Back to your original point, I would use an argument from design to establish an objective basis for morality. In our world, we believe that child abuse is wrong, but the only reason we think that way is because God designed mankind in such a manner where child abuse is harmful to our species. God could have easily designed a universe where actions we normally deem to be “child abuse” would be the most effective way of raising children. Likewise, homosexuality is wrong for us because it defeats the purpose of God designing the two sexes. Unlike animals who breed and then abandon their young to fend for themselves, God specifically designed us to embrace the virtues of love, empathy, and family. While God designed nature to be competitive, He designed mankind to be civilized; that's why actions such as rape and murder are wrong for humans.

We don't need to worry about God arbitrarily deciding one day that rape and murder are acceptable because such actions are destructive to His design for mankind. It would be like God suddenly issuing an instinctual directive to cats to begin breeding with dogs; a cat simply isn’t designed to breed with a dog. That being said, I believe God granted us free will because the universe would be absolutely meaningless if He had ensured everything went according to design. And of course we already know the price of free will is sin.

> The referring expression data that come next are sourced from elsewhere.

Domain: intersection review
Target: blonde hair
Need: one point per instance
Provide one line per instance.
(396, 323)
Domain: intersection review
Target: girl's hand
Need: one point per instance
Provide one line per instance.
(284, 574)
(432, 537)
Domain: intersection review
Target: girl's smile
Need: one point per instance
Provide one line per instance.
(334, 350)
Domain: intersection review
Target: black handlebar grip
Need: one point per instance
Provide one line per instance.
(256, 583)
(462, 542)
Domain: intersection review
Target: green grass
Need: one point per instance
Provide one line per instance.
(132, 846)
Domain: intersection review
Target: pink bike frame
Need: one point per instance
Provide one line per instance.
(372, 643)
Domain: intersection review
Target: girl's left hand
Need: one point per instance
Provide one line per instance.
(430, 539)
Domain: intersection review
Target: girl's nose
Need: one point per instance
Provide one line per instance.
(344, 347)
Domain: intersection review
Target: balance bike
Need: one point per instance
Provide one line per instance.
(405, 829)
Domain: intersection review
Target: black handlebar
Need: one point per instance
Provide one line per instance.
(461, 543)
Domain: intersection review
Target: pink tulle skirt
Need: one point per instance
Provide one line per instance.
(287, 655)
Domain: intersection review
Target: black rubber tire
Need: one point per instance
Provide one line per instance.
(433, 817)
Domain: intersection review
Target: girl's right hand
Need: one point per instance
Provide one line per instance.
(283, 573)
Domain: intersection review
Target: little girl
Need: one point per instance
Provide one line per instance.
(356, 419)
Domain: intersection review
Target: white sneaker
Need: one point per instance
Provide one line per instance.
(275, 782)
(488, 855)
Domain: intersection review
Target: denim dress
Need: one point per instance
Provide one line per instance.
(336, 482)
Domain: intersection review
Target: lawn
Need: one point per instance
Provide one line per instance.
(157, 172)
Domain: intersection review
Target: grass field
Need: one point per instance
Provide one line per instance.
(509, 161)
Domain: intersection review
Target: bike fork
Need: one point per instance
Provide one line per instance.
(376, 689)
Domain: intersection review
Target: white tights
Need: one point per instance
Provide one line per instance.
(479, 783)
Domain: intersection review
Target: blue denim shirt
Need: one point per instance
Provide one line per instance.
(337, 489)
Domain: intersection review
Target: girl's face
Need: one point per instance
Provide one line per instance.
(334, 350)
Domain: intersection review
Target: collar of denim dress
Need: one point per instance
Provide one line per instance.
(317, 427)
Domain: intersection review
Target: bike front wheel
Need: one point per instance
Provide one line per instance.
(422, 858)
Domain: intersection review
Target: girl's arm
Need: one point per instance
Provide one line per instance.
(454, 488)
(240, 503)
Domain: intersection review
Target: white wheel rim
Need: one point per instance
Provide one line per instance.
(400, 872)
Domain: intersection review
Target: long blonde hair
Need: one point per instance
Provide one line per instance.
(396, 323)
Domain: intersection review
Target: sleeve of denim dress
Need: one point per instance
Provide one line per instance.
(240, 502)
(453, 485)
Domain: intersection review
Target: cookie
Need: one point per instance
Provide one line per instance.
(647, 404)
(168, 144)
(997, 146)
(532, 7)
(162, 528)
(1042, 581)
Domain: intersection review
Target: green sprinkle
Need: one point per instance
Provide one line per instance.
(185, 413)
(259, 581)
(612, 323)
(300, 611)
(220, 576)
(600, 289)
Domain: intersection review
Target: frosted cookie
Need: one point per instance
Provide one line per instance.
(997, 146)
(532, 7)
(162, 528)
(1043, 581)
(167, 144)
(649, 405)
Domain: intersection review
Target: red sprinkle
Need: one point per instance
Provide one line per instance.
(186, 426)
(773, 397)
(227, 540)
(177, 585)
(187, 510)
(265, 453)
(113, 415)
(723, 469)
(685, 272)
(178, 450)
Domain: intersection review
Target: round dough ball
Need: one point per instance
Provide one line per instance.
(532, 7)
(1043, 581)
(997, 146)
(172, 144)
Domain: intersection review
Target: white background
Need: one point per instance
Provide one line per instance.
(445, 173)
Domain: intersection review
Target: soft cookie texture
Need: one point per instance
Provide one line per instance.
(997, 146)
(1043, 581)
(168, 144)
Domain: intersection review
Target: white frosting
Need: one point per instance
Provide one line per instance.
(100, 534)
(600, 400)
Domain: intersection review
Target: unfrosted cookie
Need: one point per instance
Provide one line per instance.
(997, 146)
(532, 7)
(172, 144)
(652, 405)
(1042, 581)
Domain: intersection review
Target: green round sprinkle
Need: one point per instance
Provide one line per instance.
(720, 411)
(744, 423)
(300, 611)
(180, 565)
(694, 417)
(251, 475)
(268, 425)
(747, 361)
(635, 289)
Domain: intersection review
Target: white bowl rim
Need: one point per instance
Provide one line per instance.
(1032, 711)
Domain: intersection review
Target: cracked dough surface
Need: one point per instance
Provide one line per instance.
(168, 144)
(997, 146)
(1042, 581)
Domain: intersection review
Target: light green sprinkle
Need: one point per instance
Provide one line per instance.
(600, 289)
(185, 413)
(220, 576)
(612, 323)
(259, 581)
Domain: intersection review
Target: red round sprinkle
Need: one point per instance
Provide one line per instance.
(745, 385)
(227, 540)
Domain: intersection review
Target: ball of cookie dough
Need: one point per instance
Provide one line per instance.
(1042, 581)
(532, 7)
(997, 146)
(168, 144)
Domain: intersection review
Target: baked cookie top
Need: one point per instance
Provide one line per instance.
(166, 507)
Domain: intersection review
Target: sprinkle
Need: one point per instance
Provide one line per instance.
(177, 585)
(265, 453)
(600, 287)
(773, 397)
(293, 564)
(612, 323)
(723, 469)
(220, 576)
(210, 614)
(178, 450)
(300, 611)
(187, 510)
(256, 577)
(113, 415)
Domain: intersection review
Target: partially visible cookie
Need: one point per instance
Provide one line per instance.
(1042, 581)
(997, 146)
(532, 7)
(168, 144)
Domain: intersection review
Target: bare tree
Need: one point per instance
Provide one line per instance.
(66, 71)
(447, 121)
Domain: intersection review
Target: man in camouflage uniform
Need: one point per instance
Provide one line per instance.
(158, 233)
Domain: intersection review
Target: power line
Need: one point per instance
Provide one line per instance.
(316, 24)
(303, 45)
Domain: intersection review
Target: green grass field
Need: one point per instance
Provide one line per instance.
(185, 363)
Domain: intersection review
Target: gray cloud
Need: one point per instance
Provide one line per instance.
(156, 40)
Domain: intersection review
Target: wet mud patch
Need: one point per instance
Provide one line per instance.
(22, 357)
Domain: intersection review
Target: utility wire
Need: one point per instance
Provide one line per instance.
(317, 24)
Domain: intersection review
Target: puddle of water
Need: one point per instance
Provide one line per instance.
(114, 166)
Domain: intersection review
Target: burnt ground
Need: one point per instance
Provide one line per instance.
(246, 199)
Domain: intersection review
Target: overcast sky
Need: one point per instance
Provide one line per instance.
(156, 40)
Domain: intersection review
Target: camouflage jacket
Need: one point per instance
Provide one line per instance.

It would then be accurate to view sin as a spiritual force with the power to twist or corrupt God’s designs by introducing perverse, even wicked desires into the human soul, just like a virus that hijacks a host cell by inserting its genetic information.

Unlike us, animals were never designed for free will, but given a set of instincts instead. Such instincts are God's commands to them. They cannot sin because God deliberately programmed them to be incapable of acting beyond His design.